At the end of the three-year term, Benderson could extend the lease for another 10 years after submitting a redevelopment plan for the golf courses and paying rent of $50,000 per year. The contract has four 10-year extensions.

Susan Schoettle, a former assistant county attorney who’s been involved in land-use for more than 35 years, outlined the proposal to a gathering of Meadows residents last month and warned the deal concentrates too much power in one company.

“You’re going to end up with Benderson being your banker, your tenant, golf course operator, planner for golf course redevelopment and likely holder of easements controlling the use of 500 acres of MCA golf course land and open space,” she told concerned residents days before the lease was signed.

Schoettle said the lease provides residents little leverage. If Benderson submits a redevelopment plan, the MCA has just 30 days to review and provide comments — not enough time, she said, to conduct engineering studies and assess potential impacts.

The lease also requires Benderson to maintain a “high-quality golf course,” a term she said is subjective.

“You ask five different golfers, and I’m sure you’ll get at least seven different versions of what a high-quality golf course is,” she said.

She added the lease does not require Benderson to implement any of the community’s suggestions, giving residents what she called only the illusion of control.

Finally, Schoettle noted that if Benderson decides in its redevelopment plan to convert golf courses to open space, that land would be eligible for conservation easements.

That could benefit the development company in its pursuit to build in other areas — using the mitigation credits it gained in The Meadows deal to offset environmental requirements tied to other projects. Schoettle said that seems like an “inherent conflict of interest.”

While a for-profit company like Benderson cannot hold conservation easements under Florida law, Schoettle said a new special improvement district that Benderson has lobbied for at UTC could.

A golfer rides through The Meadows.
Derek Gilliam
/
Suncoast Searchlight
A golfer rides through The Meadows.

Benderson would control a majority interest in the proposed UTC Improvement District, according to previous Suncoast Searchlight reporting.
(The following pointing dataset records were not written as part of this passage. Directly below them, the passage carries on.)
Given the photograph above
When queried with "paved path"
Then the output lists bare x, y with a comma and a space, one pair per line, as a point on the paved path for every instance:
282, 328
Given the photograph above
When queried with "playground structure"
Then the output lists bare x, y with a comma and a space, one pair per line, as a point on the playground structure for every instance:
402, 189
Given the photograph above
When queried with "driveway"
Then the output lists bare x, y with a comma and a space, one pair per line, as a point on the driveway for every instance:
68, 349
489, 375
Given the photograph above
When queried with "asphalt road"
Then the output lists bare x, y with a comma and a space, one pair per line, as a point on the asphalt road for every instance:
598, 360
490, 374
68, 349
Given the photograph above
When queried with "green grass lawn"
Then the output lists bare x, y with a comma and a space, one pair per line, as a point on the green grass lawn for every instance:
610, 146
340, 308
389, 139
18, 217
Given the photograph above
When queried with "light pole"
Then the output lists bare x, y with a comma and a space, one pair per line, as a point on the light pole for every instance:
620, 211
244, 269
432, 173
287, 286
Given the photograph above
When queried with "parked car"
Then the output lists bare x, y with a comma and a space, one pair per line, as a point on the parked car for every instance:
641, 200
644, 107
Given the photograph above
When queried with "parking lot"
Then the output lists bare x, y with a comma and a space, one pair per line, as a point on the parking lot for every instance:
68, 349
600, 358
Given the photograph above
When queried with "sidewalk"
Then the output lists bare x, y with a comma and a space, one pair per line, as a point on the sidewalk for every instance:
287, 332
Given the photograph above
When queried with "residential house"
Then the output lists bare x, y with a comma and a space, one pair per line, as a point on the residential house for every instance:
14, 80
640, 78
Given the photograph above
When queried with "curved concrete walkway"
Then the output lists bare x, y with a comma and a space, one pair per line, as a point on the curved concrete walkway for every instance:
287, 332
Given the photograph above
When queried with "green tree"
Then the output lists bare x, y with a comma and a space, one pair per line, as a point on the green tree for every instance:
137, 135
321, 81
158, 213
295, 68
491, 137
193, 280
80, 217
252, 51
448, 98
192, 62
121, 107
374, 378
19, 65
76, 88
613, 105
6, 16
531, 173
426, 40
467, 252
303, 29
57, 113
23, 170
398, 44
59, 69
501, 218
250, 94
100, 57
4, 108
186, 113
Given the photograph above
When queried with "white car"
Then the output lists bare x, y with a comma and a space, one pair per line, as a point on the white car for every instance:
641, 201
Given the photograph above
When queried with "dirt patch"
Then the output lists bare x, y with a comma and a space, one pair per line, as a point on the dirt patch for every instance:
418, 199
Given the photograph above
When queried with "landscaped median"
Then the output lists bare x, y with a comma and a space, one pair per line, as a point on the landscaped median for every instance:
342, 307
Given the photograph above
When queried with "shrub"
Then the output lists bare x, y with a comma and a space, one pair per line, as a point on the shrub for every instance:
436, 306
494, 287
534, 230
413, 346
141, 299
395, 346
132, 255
Christine P. Johnson, president of the Big Waters Land Trust, independently reviewed the lease and told Suncoast Searchlight the conservation easements were “grossly undervalued.” She said she didn’t understand why any property owner would give up property rights without knowing who will ultimately hold those rights.

She pointed to the Whole Foods development at the corner of Honore and University Parkway as an example of how land once set aside for mitigation can ultimately be bulldozed and paved over.

“Mitigation lands can be developed,” she said, “as it was with Whole Foods.”

‘A one-sided deal’

On a recent Thursday morning, the lone operating golf course in The Meadows had a half full parking lot.

Retirees walked their dogs down a trail path, seemingly unconcerned about the debate raging among their neighbors. While many residents interviewed by a reporter were aware of the deal, few said they followed the details closely.

Don Caccavo, owner of the Italian restaurant Mona Lisa in The Meadows Shopping Village, said he doesn’t like large real estate companies that exert the level of control that Benderson has come to wield in Sarasota. He noted that Benderson owns many of the most valuable retail locations in the county, and that it has driven up rents at some of its properties.

“I’m not a fan of companies who want to take over a whole town,” he said.

But he would be open to any deal that improves the golf course and brings more customers to his business.

Denny Harton, who was golfing on Thursday at The Meadows golf course, said he believes less than a quarter of The Meadows residents have been paying attention. He said the current board was “in over their head” negotiating with Benderson leading to a deal he could not support.

“I think there could be a deal with Benderson,” he said. “But the deal we entered into is a one-sided deal.”